Worster's scholarship is ideally complemented by William deBuys' new annotated selection of Powell's writing, Seeing Things Whole: The Essential John Wesley Powell.
Thanks to deBuys, those interested in understanding (or arguing with) Powell now have easy recourse to the main body of his writings. At last, every Western bookshelf can readily be stocked with the Report on the Lands of the Arid Region, or with the full text of Powell's remarkable address to the 1889 Montana constitutional convention.

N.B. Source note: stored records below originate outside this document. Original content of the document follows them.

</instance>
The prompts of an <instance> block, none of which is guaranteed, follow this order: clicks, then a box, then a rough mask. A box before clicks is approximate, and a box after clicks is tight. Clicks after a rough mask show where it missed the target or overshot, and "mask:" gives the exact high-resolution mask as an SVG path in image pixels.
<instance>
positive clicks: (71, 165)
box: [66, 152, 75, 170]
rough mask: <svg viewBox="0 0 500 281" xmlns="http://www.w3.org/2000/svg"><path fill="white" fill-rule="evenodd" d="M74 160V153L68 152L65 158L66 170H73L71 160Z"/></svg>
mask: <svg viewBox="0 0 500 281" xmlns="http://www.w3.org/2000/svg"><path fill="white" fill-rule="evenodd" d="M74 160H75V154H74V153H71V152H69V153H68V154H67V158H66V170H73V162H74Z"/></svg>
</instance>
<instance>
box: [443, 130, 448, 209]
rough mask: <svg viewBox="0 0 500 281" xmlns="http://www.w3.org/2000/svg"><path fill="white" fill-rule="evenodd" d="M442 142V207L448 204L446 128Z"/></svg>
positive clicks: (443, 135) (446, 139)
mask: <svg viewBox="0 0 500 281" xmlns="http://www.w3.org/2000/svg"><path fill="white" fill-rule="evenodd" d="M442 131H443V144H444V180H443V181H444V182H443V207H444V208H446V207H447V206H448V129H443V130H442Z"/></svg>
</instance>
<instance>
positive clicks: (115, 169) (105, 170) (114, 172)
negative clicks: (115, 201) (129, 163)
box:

My favorite among deBuys' selections is the series of Powell articles published in Century Magazine in 1890, setting forth a still remarkably relevant vision of Western governing institutions. As deBuys insists in his lively commentary, there is no need to make a saint or hero of Powell in order to appreciate "his insistence on understanding the relationship between the institutions of human society and the environment in which that society dwells." Or as Worster put it in a 1994 essay, "We have not yet invented all the institutions we will ever need in order to live in the (West). That is why Powell is still worth heeding."
Most of the governing institutions of the West today - from state governments to federal land-management agencies - show increasing signs of either dry rot or arteriosclerosis. One of the region's greatest weaknesses is the tendency to assume that institutions are their own warrant - that what is must remain. Powell would have none of it. A large part of his enduring appeal is his combination of boldness and intellectual honesty in assessing Western institutions. He stands ready still to join any honest Western conversation on the subject.
A River Running West: The Life of John Wesley Powell, by Donald Worster, Oxford University Press, 2001. Hardcover: $35. 720 pages.
Seeing Things Whole: The Essential John Wesley Powell, edited by William deBuys, Shearwater Books, 2001. Hardcover: $27.50. 320 pages.
Daniel Kemmis is director of the Center for the Rocky Mountain West and author of This Sovereign Land: A New Vision for Governing the West (Island Press, 2001).